Results of the review

Nine studies were included (n=5,922 women). These included one randomised controlled trial (RCT, n=871), one cluster RCT (n=2,461), one quasi-experimental study (n=1,013) and six descriptive studies (n=1,577).

IPV prevalence: This ranged from 1% to 19%. Physical IPV prevalence rates ranged from 16% to 19% with CASI and from under 1% to 11.2% with written or interview screening (two studies). Physical, sexual and emotional IPV prevalence rates ranged from 10.1% to 17.6% with CASI (three studies) and from 1% to 14.6% with control (four studies). In all but one study, the prevalence with CASI was higher than with the alternative formats.

Most studies were not conducted anonymously, but the authors reported that this did not appear to influence IPV prevalence rates identified using CASI. One of two studies in women experiencing IPV associated anonymity with higher honesty.

Acceptability of screening methods: Seven studies reported favourable comments about the acceptability of CASI screening. Two of three studies in women experiencing IPV reported greater benefits and acceptability of CASI.

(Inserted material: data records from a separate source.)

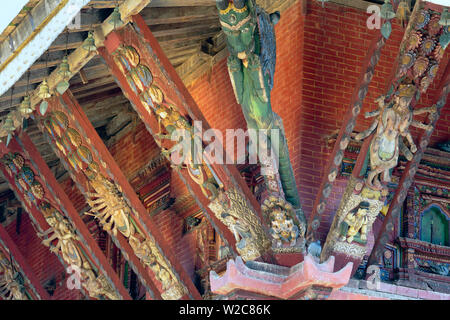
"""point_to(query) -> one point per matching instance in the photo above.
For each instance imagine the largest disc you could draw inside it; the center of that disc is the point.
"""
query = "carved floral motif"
(11, 281)
(232, 209)
(106, 200)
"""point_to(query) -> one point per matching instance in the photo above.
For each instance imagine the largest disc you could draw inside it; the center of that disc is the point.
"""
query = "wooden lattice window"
(434, 227)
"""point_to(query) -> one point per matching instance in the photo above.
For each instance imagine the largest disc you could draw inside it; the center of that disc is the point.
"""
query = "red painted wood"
(410, 169)
(58, 193)
(175, 92)
(24, 266)
(377, 43)
(144, 222)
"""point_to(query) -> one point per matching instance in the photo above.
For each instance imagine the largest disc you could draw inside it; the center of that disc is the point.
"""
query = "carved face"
(361, 212)
(402, 103)
(239, 28)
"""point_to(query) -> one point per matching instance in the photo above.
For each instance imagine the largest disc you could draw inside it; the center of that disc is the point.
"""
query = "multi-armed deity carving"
(61, 237)
(109, 206)
(250, 35)
(228, 206)
(390, 136)
(11, 281)
(152, 97)
(67, 246)
(392, 125)
(108, 203)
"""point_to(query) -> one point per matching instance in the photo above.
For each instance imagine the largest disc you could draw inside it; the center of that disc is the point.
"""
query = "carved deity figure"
(62, 230)
(232, 209)
(109, 206)
(240, 231)
(11, 286)
(392, 125)
(250, 36)
(356, 222)
(283, 229)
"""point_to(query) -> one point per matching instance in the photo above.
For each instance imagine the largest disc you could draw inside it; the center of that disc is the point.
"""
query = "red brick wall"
(319, 59)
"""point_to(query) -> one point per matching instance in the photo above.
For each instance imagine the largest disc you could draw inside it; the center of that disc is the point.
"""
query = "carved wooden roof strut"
(10, 249)
(46, 199)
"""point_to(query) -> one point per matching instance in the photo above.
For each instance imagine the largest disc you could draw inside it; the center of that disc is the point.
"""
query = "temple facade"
(225, 150)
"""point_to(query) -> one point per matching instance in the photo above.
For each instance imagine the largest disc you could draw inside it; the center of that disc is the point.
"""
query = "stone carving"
(231, 208)
(392, 125)
(62, 231)
(250, 36)
(11, 281)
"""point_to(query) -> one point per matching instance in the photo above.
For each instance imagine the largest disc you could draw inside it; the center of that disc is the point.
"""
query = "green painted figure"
(250, 35)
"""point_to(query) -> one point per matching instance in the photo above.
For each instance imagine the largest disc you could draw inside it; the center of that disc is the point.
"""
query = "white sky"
(10, 9)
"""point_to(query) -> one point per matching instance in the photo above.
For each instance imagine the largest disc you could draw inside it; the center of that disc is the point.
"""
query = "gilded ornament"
(11, 281)
(67, 246)
(156, 94)
(420, 66)
(74, 137)
(422, 19)
(232, 209)
(428, 46)
(414, 41)
(433, 26)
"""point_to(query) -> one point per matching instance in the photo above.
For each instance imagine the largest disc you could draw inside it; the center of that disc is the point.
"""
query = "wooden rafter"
(57, 197)
(10, 249)
(408, 174)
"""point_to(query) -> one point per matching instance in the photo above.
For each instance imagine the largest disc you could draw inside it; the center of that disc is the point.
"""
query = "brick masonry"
(319, 59)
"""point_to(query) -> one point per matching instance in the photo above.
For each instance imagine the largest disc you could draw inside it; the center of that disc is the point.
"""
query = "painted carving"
(420, 55)
(356, 223)
(232, 209)
(62, 231)
(108, 205)
(285, 232)
(11, 281)
(141, 81)
(250, 35)
(354, 219)
(105, 197)
(392, 125)
(432, 266)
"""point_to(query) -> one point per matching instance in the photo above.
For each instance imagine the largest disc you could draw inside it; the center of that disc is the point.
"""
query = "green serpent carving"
(250, 36)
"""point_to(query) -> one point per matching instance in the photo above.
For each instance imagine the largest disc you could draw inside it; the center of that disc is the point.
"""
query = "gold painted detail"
(109, 206)
(232, 209)
(287, 232)
(107, 202)
(62, 231)
(142, 83)
(232, 7)
(10, 286)
(353, 221)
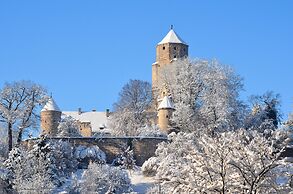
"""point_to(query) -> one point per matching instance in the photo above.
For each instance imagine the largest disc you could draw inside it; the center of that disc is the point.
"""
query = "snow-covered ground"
(140, 183)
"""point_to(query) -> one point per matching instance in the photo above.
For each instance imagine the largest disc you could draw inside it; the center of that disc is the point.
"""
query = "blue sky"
(85, 51)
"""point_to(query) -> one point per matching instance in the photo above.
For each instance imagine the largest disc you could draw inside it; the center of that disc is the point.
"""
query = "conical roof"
(172, 37)
(166, 103)
(51, 106)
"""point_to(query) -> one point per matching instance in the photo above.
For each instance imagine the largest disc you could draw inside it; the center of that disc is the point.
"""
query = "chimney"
(107, 112)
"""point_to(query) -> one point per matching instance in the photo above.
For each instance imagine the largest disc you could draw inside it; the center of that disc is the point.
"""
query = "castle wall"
(164, 119)
(143, 148)
(50, 121)
(85, 129)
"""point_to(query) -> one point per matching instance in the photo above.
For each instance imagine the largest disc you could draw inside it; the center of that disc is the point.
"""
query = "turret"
(165, 111)
(170, 49)
(50, 118)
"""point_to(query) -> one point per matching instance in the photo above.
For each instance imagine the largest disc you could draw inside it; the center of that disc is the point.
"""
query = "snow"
(166, 103)
(51, 105)
(140, 183)
(98, 120)
(172, 37)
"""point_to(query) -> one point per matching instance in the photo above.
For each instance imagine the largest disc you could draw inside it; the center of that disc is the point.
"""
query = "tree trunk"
(9, 136)
(19, 136)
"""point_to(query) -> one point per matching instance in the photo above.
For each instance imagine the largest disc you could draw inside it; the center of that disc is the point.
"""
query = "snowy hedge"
(105, 179)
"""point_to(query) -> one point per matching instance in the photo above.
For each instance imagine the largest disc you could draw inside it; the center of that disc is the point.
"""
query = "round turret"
(50, 118)
(165, 111)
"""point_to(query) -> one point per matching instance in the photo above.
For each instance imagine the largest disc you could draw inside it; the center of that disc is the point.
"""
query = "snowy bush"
(205, 95)
(125, 160)
(237, 162)
(33, 171)
(105, 179)
(64, 158)
(86, 154)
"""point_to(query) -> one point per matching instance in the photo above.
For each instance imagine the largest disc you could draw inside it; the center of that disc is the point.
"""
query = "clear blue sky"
(85, 51)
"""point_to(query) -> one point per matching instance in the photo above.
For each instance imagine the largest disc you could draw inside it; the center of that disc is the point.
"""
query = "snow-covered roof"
(172, 37)
(51, 105)
(166, 103)
(98, 120)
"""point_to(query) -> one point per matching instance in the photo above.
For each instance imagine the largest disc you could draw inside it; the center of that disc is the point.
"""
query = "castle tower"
(171, 48)
(50, 118)
(165, 110)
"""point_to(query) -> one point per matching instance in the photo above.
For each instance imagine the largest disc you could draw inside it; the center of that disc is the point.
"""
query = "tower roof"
(51, 105)
(166, 103)
(172, 37)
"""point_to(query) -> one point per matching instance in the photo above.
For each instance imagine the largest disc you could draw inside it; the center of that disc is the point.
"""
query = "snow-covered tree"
(33, 171)
(125, 160)
(232, 162)
(130, 112)
(19, 103)
(105, 179)
(87, 154)
(205, 95)
(265, 112)
(68, 127)
(151, 131)
(64, 157)
(3, 145)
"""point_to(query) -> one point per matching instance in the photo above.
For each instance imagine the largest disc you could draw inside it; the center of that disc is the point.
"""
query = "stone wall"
(143, 148)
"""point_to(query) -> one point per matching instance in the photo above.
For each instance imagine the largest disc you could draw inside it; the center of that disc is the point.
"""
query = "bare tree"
(130, 112)
(205, 95)
(19, 102)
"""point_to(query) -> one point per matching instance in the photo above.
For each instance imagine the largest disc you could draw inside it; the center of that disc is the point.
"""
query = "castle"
(171, 48)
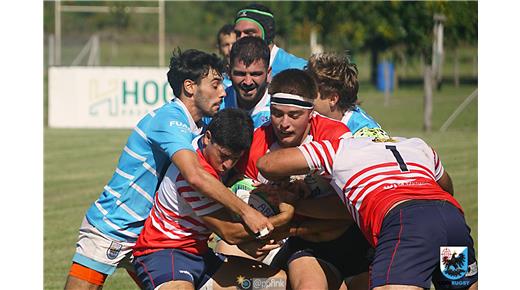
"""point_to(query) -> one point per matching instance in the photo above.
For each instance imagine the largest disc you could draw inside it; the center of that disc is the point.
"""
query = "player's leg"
(97, 256)
(176, 285)
(407, 250)
(227, 249)
(358, 282)
(169, 269)
(81, 277)
(241, 273)
(398, 287)
(460, 270)
(307, 272)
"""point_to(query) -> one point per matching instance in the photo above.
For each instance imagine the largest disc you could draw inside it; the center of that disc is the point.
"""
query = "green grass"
(78, 163)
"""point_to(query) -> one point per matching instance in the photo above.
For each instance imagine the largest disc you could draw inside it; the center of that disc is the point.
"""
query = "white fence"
(105, 97)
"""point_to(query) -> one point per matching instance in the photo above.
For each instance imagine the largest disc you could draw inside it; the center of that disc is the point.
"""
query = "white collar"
(193, 126)
(261, 105)
(274, 51)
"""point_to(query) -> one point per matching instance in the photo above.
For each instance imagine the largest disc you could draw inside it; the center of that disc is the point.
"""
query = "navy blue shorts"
(350, 253)
(412, 243)
(172, 264)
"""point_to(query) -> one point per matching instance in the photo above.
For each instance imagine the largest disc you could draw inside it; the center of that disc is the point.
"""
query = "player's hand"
(256, 222)
(287, 211)
(258, 248)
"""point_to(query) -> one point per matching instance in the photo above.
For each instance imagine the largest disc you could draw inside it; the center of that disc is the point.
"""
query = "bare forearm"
(211, 187)
(319, 230)
(329, 207)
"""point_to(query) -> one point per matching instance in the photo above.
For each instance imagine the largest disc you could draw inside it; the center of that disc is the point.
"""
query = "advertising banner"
(105, 97)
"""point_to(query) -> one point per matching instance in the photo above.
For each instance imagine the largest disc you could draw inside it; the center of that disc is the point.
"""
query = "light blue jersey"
(226, 81)
(282, 60)
(128, 197)
(357, 119)
(260, 114)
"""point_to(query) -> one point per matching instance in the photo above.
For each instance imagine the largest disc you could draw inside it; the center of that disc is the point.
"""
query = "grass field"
(78, 163)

Referrals: Computer prompts increased the likelihood of providers discussing IPV with women (three studies), but the percentage who did discuss IPV with patients was low (8% and 10% with CASI compared with less than 1% with usual screening, two studies). Women were more likely to initiate discussion about IPV after taking part in CASI screening (one study).

Authors' conclusions

CASI screening increased the identification of IPV. Limited evidence provided initial support for the development and testing of computer screening and intervention strategies for IPV.

CRD commentary

The review question was clearly stated. Inclusion criteria were defined for the intervention, control, and outcomes. Criteria for study design and participants were broad. Two relevant databases were searched, but no attempts were made to minimise publication bias. It was not clear if any language restrictions were applied. Methods used to select studies and extract data were not described and so it is not known whether efforts were made to reduce reviewer errors and bias.

In view of the diversity among studies, a narrative synthesis was appropriate, but more emphasis could have been given to the results from the studies with higher quality designs (the RCTs). The lack of any presentation of formal statistical comparison in individual studies made it difficult to determine the strength of the evidence.

Given that the evidence comprised mostly descriptive studies, the conclusions were suitably cautious, but the limited search and lack of reporting of the review methods and some results, mean that the conclusions should be treated with caution.

Implications of the review for practice and research

Practice: The authors did not state any implications for practice.

Research: The authors stated that research is required to compare stand-alone CASI IPV screening with its incorporation in multifocal health surveys and to evaluate the effects of IPV screening on client outcomes.

Funding

Not stated.

Bibliographic details

Renker PR. Breaking the barriers: the promise of computer-assisted screening for intimate partner violence. Journal of Midwifery and Women's Health 2008; 53(6): 496-503. [PubMed: 18984505]

Indexing Status

Subject indexing assigned by NLM

MeSH

Diagnosis, Computer-Assisted /methods; Female; Humans; Interviews as Topic /methods; Medical History Taking /methods; Mental Health; Questionnaires; Spouse Abuse /diagnosis

AccessionNumber

12009101244

Database entry date

13/01/2010

Record Status

This is a critical abstract of a systematic review that meets the criteria for inclusion on DARE. Each critical abstract contains a brief summary of the review methods, results and conclusions followed by a detailed critical assessment on the reliability of the review and the conclusions drawn.

CRD has determined that this article meets the DARE scientific quality criteria for a systematic review.